Georgy Frangulyan's name is a byword for the greatest achievements of the Russian plastic arts. A sculptor renowned in Russia and beyond, he has devoted the entire arc of his career to the practical validation of the specific attributes that make sculpture an art form, and to the affirmation of the sculptural principle as the main expressive means of all figurative art.

At the core of this master artist's hallmark style is an organic monumentality - rooted in an interpretation of multiple traditions; first and foremost, the Classical one - recognizable even in his smaller works. After a period exploring the narrative and the superficially naturalistic, Frangulyan followed in the footsteps of his professional forerunners from the 60s' generation, seeking to return to sculpture the primordial power of form. His oeuvre is eloquent proof of the view that sculpture's raison d'etre lies in dramatizing the conflict between mass and space.

A master of the powerful figurative gesture, as a sculptor, graphic artist, designer and shaper of the architectural and spatial, Frangulyan is a highly-cultured and multidisciplinary creator par excellence. He makes indoor and monumental sculpture using various materials, including bronze, marble, wood, ceramics, and glass, and produces drawings and paintings.

Frangulyan's path as an independent professional began during his student days. Starting in 1967, Georgy has been a fixture on the international exhibition circuit; from the 1980s onward, his sculpture has received multiple awards at European competitions.

Working in the genre of monumental sculpture - his memorials and monuments stand in many Russian cities, as well as in France, Italy, Belgium, Israel and other countries - Frangulyan has perfected the art of harmonizing his works' participation in the urban fabric, allowing them to coexist respectfully with the surrounding architectural reality.

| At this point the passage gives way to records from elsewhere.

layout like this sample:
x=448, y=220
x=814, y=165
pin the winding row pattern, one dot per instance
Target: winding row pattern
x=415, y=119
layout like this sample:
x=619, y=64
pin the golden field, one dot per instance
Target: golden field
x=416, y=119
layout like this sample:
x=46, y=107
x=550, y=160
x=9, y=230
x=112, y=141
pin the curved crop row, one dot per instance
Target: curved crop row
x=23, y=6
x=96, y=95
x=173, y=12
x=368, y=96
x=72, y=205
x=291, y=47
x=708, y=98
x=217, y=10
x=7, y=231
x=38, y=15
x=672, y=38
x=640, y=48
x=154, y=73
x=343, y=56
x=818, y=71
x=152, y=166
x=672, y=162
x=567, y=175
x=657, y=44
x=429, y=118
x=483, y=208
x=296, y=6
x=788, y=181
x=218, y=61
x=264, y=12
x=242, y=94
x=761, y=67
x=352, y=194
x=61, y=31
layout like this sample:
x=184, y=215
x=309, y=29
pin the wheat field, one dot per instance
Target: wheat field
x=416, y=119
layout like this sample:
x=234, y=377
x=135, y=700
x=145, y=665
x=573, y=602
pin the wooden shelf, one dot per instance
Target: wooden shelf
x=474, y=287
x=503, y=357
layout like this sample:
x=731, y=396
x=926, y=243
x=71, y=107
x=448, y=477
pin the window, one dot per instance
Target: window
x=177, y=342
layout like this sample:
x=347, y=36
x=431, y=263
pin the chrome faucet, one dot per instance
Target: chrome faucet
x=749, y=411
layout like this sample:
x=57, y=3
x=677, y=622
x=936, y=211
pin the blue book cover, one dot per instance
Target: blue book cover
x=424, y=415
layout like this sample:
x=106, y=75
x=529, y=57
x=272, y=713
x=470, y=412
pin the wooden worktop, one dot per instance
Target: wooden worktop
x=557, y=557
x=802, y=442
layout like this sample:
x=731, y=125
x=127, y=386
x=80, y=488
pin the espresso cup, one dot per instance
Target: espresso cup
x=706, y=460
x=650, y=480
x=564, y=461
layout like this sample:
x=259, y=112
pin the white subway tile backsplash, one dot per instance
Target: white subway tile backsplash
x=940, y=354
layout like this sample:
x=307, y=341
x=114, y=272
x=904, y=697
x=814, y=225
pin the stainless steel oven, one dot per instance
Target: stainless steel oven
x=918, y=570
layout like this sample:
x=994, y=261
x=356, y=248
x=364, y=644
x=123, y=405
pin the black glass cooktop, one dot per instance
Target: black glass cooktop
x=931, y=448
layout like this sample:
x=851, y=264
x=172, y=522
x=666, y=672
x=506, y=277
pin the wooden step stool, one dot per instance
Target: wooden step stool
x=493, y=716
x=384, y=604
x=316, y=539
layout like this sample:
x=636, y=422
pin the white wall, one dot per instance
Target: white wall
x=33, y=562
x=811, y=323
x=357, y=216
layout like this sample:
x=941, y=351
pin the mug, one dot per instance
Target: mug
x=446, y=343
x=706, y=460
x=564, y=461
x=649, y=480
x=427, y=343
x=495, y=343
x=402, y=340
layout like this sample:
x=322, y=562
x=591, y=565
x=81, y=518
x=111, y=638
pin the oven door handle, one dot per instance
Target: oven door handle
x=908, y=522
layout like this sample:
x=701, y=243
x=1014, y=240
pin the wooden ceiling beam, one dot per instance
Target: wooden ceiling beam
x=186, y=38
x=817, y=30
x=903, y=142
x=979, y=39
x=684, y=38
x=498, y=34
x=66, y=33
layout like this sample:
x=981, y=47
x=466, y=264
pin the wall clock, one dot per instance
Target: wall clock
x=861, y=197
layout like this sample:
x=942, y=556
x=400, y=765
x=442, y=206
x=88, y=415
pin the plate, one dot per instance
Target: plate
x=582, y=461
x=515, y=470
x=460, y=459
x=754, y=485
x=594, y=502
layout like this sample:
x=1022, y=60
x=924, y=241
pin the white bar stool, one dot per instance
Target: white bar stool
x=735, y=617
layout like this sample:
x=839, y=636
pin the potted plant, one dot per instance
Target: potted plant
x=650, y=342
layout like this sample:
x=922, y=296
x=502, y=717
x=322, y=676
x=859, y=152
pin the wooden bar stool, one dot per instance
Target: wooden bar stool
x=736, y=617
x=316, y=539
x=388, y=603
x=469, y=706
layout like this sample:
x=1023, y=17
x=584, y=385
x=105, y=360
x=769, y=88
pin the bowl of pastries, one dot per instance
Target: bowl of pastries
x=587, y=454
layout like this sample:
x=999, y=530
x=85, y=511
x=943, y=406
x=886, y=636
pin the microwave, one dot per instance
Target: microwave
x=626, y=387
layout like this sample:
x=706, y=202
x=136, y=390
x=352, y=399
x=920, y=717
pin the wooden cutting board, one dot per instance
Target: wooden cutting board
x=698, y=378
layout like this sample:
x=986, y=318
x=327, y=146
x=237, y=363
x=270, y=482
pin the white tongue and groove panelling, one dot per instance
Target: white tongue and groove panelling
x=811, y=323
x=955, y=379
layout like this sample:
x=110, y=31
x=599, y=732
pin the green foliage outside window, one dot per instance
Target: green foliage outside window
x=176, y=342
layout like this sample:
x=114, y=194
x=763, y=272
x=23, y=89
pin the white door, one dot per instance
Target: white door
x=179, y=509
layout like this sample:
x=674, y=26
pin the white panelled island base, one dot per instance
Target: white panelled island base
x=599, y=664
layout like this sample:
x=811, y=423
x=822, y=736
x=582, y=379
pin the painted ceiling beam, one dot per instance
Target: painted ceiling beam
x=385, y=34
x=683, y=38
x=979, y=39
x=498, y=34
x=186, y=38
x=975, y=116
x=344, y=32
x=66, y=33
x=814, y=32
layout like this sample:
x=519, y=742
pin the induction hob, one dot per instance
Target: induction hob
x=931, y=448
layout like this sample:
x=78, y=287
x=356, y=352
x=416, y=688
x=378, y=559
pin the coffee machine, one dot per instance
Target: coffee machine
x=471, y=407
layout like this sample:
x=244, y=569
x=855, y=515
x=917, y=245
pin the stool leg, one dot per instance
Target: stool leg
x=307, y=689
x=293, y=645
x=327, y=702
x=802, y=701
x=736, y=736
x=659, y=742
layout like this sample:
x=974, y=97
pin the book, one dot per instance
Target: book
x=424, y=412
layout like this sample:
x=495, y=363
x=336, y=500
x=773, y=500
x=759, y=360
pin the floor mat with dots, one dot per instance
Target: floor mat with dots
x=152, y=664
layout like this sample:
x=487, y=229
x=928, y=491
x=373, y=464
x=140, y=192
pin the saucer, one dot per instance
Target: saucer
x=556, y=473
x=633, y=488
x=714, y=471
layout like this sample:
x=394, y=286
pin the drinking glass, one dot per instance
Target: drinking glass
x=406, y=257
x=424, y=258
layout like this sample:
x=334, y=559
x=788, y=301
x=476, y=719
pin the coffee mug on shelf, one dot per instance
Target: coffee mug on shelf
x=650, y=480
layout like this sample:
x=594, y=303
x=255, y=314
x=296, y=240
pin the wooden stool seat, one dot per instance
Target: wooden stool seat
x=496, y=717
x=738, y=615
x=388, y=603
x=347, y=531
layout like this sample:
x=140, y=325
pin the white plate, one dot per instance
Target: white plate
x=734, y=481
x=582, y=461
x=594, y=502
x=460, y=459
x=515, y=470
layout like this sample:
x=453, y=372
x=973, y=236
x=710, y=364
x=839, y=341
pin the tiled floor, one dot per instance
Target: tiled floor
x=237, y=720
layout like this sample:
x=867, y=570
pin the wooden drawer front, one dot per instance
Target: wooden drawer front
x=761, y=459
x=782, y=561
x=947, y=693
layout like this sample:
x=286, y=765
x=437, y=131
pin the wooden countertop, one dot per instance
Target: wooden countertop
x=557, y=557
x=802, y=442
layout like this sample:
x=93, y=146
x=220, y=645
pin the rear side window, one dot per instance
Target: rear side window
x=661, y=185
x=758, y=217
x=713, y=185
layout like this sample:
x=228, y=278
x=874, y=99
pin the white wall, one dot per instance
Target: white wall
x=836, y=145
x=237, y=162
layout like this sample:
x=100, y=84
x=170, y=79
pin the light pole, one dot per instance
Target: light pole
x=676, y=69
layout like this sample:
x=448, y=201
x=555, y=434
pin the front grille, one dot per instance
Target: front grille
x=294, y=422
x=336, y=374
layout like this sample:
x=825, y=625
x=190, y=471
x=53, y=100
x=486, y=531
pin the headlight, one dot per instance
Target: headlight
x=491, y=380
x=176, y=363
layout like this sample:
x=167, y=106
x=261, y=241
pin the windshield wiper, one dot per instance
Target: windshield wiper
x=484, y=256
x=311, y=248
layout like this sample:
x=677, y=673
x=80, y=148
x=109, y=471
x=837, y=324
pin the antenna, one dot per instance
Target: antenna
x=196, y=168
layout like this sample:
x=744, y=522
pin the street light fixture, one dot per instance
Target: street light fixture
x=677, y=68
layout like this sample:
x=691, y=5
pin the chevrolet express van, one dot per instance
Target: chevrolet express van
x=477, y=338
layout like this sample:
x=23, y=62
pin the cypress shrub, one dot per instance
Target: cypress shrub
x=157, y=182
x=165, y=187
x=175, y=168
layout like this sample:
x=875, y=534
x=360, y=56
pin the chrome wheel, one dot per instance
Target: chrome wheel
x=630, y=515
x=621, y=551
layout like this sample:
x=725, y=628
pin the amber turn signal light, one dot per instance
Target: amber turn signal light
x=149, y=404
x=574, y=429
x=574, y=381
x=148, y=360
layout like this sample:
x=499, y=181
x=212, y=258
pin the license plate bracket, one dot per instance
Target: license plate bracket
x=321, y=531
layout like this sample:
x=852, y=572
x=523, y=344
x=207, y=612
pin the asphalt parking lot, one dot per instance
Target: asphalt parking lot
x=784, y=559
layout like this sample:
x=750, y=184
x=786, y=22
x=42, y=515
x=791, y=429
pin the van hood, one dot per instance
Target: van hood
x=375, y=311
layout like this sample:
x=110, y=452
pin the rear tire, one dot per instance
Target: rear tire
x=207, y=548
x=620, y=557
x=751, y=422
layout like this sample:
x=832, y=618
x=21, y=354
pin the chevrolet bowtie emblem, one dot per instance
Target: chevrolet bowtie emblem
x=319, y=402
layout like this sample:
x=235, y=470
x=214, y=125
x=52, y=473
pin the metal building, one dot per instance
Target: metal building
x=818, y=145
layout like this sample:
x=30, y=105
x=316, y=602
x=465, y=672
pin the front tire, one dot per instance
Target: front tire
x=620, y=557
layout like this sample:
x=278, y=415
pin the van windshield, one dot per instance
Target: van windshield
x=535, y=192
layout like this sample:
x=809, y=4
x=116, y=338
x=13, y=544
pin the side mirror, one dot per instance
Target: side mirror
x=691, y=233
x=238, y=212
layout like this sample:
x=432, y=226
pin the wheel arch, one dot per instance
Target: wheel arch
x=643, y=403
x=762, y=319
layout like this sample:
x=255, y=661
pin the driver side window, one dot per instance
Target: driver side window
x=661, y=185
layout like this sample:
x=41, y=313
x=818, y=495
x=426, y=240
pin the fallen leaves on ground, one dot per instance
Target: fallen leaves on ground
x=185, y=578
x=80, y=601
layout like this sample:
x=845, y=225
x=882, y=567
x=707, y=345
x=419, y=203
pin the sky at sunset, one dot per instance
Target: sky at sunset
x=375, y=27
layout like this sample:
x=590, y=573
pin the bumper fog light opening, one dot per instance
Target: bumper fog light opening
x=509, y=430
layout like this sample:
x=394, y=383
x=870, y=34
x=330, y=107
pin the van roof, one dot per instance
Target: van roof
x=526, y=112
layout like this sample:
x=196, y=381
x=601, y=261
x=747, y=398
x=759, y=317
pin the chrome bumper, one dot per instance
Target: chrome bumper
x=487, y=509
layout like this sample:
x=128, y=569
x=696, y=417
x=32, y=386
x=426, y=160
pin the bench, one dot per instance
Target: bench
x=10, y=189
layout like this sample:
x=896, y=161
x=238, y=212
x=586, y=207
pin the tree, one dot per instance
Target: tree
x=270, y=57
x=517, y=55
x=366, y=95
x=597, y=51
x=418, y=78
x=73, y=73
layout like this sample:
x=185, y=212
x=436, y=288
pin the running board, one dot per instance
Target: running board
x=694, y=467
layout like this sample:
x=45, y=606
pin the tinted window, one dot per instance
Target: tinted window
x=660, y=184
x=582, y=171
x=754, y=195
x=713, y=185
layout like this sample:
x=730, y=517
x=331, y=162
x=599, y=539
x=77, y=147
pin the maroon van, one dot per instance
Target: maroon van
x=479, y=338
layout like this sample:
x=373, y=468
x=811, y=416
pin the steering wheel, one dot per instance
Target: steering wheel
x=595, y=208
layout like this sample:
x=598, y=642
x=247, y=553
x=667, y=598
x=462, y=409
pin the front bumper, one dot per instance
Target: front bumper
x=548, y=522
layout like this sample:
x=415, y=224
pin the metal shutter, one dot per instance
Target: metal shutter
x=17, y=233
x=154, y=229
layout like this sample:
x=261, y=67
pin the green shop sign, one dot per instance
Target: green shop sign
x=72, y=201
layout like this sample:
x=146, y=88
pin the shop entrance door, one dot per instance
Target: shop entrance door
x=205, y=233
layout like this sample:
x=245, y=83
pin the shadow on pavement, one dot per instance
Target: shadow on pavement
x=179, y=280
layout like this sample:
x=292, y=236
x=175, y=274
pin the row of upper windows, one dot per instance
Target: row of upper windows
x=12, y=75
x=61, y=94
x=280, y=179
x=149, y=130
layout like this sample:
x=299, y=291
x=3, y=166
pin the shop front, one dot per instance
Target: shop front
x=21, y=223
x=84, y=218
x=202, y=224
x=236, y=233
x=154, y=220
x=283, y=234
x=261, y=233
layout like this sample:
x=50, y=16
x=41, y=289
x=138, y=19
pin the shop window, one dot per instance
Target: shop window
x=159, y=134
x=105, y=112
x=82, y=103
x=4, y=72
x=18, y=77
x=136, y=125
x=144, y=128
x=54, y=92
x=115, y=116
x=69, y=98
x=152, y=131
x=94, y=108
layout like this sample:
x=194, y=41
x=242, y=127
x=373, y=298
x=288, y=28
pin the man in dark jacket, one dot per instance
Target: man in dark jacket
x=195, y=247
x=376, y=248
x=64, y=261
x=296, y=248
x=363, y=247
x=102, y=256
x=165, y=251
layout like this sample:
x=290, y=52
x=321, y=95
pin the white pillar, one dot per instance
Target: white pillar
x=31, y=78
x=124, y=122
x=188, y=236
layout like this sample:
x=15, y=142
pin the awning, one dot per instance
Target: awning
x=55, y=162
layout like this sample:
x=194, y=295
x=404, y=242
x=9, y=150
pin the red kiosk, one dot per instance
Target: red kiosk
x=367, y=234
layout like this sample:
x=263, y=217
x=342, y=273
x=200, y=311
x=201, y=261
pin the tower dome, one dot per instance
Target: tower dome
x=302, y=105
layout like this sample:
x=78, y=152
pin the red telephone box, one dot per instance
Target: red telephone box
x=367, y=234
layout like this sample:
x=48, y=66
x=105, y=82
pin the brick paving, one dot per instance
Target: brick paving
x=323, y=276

Georgy Frangulyan was born in Tbilisi, Georgia, spending the first 11 years of his life in the Sololaki neighborhood, densely built and rich in architectural variety. He remembers: "I was born and grew up surrounded by mountains, and so my perception of space was formed up there. When you see clouds going by below you, you see eagles flying under you, and you follow their gliding with the mountains as a backdrop; you watch the air currents, the rising fog, and that's when you first get the sensations that determine what your life will be like."

These days, Georgy Frangulyan works in a studio housed in an antique wooden villa, located in the center of Moscow. A neighboring house used to belong to the great Russian painter Ilya Repin, and hosted fellow greats, among them Isaac Levitan, Leo Tolstoy, and Valentin Serov. Apart from the workshop, the courtyard features a foundry and a gallery of sculpture, paintings, and drawings. The entire space comprises a vibrant one-of-a-kind domain created by a true artist and radiating an atmosphere of the beautiful fleeting moment, the spark of emotion, and triumph over the quotidian.

Frangulyan's sculpture is in the State Tretyakov Gallery and the Pushkin Fine Arts Museum, both in Moscow, at the State Russian Museum in St. Petersburg, the Albertina Museum in Vienna, the Museo Dantesco in Ravenna, the Municipal Library of Colmar (France), the Bodleian Library at Oxford University, museums in Sofia, Bulgaria, and Berdyansk (Ukraine), the museum collections of Sochi, Tambov, and Kaliningrad (Russian Federation), as well as private collections in Italy, the US, France, Sweden, Spain, Hungary, the Czech Republic, and Bulgaria.